A Roomful Of Elephant Calls
Nov. 30th, 2013 11:59 pmA call to
skyecaptain,
freakytigger,
petronia, and anyone else who inhabits the worlds where Rockwrite and anime-and-videogame and Fanfic worlds overlap. I claimed, while conversing with
arbitrary_greay on the wallpaper-music-as-the-elephant-in-the-center-of-the-living-room thread, that:
And I'm linking Bob Dylan — not as an example of BGM but 'cause I assume "Ballad Of A Thin Man" is what first shot the words "freak" and "geek" into the culture as positives. 1965:
http://vimeo.com/52383325
Geekdom and video games and anime have enough cachet that the music that attaches to them is not going to end up in the category "We So Don't Pay Attention To This Stuff That We're Actually Hearing Quite A Lot Of That We Don't Even Notice That We Don't Write About It" in the way that AC does, but rather'll get written about by critics more and more as time goes on.I can't say I'm the one to make the argument, though, so I hope you all might care to comment, on this or on what AG says.
And I'm linking Bob Dylan — not as an example of BGM but 'cause I assume "Ballad Of A Thin Man" is what first shot the words "freak" and "geek" into the culture as positives. 1965:
http://vimeo.com/52383325
no subject
Date: 2013-12-01 03:15 pm (UTC)Putting together your comment here and what you said to AG on the older thread, would I be correct in saying that, in your view, the soundtrack stuff that veers towards or gets taken up by dance/electronica is moving towards more social attention from people who write with influence, whereas the stuff that veers towards AC isn't?
"People who write with influence" is a contorted concept; I'm sure in the nowadays of social media every fandom (at least in the industrial etc. world) gets expressed in writing somewhere, that there are Jason Mraz fansites, that there are fansites and vocal YouTube commenters for almost any anime and game. But what I mean by "writes with influence" is the ability to reach the nonfans or to create new fans. And (speaking of prophecy) what I mean by "more and more" and "as time goes on" isn't some long-run manifest destiny but a shorter-run social fact that people like you and me are part of what I called in 1987 back in WMS #1 a "musical marginal intelligentsia" (MMI) (unless it was "marginal musical intelligentsia," I'm too lazy to go look and I kind of enjoy my confusion) that actually, despite our marginality, has social authority. So what we take up tends to then get taken up by a more general and less marginal literary intelligentsia and at the same time percolates through the general collegiate and postcollegiate liberal left, or something. I don't think my MMI has the authority it once had (in days of olde it created the punk rock movement and indie-alternative), and maybe what I'm describing isn't so much influence as mere prescience — that is, we're harbingers and canaries in coal mines more than actual instigators, but I'm sure we're instigators too.

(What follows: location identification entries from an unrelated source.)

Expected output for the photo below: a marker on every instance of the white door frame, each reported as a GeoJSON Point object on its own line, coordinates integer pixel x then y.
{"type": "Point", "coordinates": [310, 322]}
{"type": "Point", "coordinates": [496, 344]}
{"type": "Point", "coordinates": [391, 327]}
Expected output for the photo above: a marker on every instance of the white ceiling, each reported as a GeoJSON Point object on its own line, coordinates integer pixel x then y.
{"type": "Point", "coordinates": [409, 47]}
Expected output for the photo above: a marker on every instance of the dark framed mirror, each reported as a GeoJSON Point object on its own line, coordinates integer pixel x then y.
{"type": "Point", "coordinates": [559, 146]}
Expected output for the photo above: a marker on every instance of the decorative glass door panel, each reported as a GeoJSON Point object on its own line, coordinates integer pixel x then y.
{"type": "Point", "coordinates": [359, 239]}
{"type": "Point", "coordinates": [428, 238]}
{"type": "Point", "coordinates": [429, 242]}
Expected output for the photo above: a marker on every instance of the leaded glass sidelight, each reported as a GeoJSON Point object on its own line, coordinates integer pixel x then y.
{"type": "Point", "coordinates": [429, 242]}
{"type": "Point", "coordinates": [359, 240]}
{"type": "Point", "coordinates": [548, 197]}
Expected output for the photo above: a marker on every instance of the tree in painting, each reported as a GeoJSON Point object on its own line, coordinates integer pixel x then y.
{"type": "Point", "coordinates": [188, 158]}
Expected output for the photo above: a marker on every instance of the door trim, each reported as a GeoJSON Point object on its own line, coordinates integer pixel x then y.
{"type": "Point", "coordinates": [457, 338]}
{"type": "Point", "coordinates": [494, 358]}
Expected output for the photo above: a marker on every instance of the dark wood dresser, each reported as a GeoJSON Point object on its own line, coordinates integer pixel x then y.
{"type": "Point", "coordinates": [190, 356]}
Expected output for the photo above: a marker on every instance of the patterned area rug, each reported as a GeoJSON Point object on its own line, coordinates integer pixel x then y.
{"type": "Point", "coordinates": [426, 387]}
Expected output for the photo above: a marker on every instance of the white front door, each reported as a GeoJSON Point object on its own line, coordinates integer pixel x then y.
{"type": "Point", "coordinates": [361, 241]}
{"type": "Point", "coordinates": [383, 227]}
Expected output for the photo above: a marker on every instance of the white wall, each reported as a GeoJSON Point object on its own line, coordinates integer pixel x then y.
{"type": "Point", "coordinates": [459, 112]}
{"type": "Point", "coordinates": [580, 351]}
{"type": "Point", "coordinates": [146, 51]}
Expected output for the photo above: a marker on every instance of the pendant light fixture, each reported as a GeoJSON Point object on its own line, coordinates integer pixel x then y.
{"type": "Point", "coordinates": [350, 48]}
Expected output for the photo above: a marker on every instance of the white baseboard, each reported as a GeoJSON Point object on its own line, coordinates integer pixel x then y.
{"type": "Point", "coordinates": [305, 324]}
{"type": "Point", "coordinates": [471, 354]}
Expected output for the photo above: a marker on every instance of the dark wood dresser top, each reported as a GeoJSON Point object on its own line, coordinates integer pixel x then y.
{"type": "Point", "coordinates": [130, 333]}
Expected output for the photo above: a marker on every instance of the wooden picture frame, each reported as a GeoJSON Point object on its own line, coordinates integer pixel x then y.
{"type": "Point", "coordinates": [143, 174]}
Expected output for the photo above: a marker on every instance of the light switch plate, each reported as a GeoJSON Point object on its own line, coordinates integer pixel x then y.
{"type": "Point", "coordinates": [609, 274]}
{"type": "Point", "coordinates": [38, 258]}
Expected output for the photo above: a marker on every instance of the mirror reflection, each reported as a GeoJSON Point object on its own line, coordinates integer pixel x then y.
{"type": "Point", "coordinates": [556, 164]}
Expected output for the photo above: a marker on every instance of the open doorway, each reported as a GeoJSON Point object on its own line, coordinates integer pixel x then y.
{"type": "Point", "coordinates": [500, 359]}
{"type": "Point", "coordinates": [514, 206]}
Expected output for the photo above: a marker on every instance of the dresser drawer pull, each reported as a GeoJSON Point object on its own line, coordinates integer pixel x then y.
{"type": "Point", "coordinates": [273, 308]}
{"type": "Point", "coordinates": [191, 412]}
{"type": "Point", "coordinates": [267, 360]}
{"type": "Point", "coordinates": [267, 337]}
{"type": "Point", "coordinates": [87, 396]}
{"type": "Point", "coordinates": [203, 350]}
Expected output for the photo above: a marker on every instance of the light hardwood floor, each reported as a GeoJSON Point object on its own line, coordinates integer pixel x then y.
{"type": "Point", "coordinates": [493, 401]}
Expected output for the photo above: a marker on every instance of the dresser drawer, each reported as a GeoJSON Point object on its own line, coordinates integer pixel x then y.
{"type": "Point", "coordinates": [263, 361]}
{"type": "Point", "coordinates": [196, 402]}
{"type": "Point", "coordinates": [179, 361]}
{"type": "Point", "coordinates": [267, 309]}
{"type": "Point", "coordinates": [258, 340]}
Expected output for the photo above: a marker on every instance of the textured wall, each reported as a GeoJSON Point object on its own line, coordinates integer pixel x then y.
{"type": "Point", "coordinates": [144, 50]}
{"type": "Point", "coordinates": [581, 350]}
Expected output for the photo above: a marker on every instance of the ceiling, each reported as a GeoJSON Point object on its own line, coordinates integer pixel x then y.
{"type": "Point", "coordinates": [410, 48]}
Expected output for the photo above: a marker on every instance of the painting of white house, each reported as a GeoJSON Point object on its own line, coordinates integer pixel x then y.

It isn't easy persuading types like myself, who feel marginalized and at best think of themselves as rebels and independent spirits and at worst as the overlooked and discarded, that we actually have and wield collective social power. But it's the truth, and one of my ongoing projects is to explore where that power comes from. Yes, many of us are the progeny of middle-class professionals rather than of the service-industry poor, but that's no explanation, given that most such middle-class progeny don't wield our particular specialized power, despite most of those progeny being more likely than we are (or than I am, anyway, as a chronic outsider*) to earn a reasonable living and become middle-class professionals themselves.
(Or course, we're not the only node of social influence, and we hardly create the only type of respectability.)
*Funniest typo in my book (I've found three, all my doing, two on the same page) was my transcribing "despite our marginality" as "despite out marginality."